Furthermore, as this Court noted when rejecting Laverdure's appeal of the district court's denial of his Rule 35 motion, he failed to present any new or additional information in support of his motion. Laverdure, Docket Nos. 46951, 46952, 46953, 46954 at *2. The presentation of new or additional information is required for Rule 35 relief. State v. Huffman, 144 Idaho 201, 203, 159 P.3d 838, 840 (2007) ("When presenting a Rule 35 motion, the defendant must show that the sentence is excessive in light of new or additional information subsequently provided to the district court in support of the Rule 35 motion."). As a result, even if Laverdure's counsel had corrected the district court's reference to a "felony charge of rape," this fact would not have changed the outcome of Laverdure's Rule 35 motion. Because Laverdure failed to present any new or additional information in support of his Rule 35 motion, he was not entitled to relief under Rule 35 regardless of the court's misstatement or any correction thereof. Accordingly, Laverdure has not shown a genuine issue of material fact of a reasonable probability that he would have achieved a different result but for his counsel's allegedly deficient performance, and thus Laverdure has failed to present a prima facie claim of ineffective assistance of counsel.
While the State did not directly address Laverdure's failure to present new or additional information in opposition to his post-conviction petition, the ruling that he was required but failed to present new or additional information in support of his Rule 35 motion is the law of the case in his underlying criminal case. See Laverdure, Docket Nos. 46951, 46952, 46953, 46954 at *2 ("Because no new or additional information in support of Laverdure's Rule 35 motion was presented, the district court did not abuse its discretion."). Laverdure cannot ignore this ruling in his underlying case to establish a factual question in his post-conviction case that the outcome of his Rule 35 motion would have been different if his counsel had objected to the district court's misstatement. See Stuart v. State, 136 Idaho 490, 495, 36 P.3d 1278, 1283 (2001) (noting that ruling necessary to decision becomes law of case and must be adhered to in subsequent proceedings).
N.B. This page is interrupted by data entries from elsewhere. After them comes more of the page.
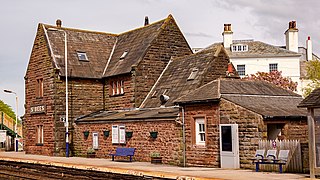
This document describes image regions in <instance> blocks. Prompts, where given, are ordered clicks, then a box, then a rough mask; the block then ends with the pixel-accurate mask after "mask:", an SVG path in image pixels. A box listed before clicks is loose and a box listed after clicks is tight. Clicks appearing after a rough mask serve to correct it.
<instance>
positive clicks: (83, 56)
mask: <svg viewBox="0 0 320 180" xmlns="http://www.w3.org/2000/svg"><path fill="white" fill-rule="evenodd" d="M77 55H78V59H79V61H88V57H87V53H85V52H77Z"/></svg>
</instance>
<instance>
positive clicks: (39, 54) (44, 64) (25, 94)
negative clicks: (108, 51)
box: [24, 24, 104, 156]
Despite any objection, the ruling in the underlying case remains that Laverdure was not entitled to Rule 35 relief because he failed to present new or additional information in support of his motion.
IV. CONCLUSION
The district court did not err in summarily dismissing Laverdure's petition for post-conviction relief. Accordingly, we affirm the judgment.
Chief Judge LORELLO and Judge GRATTON CONCUR.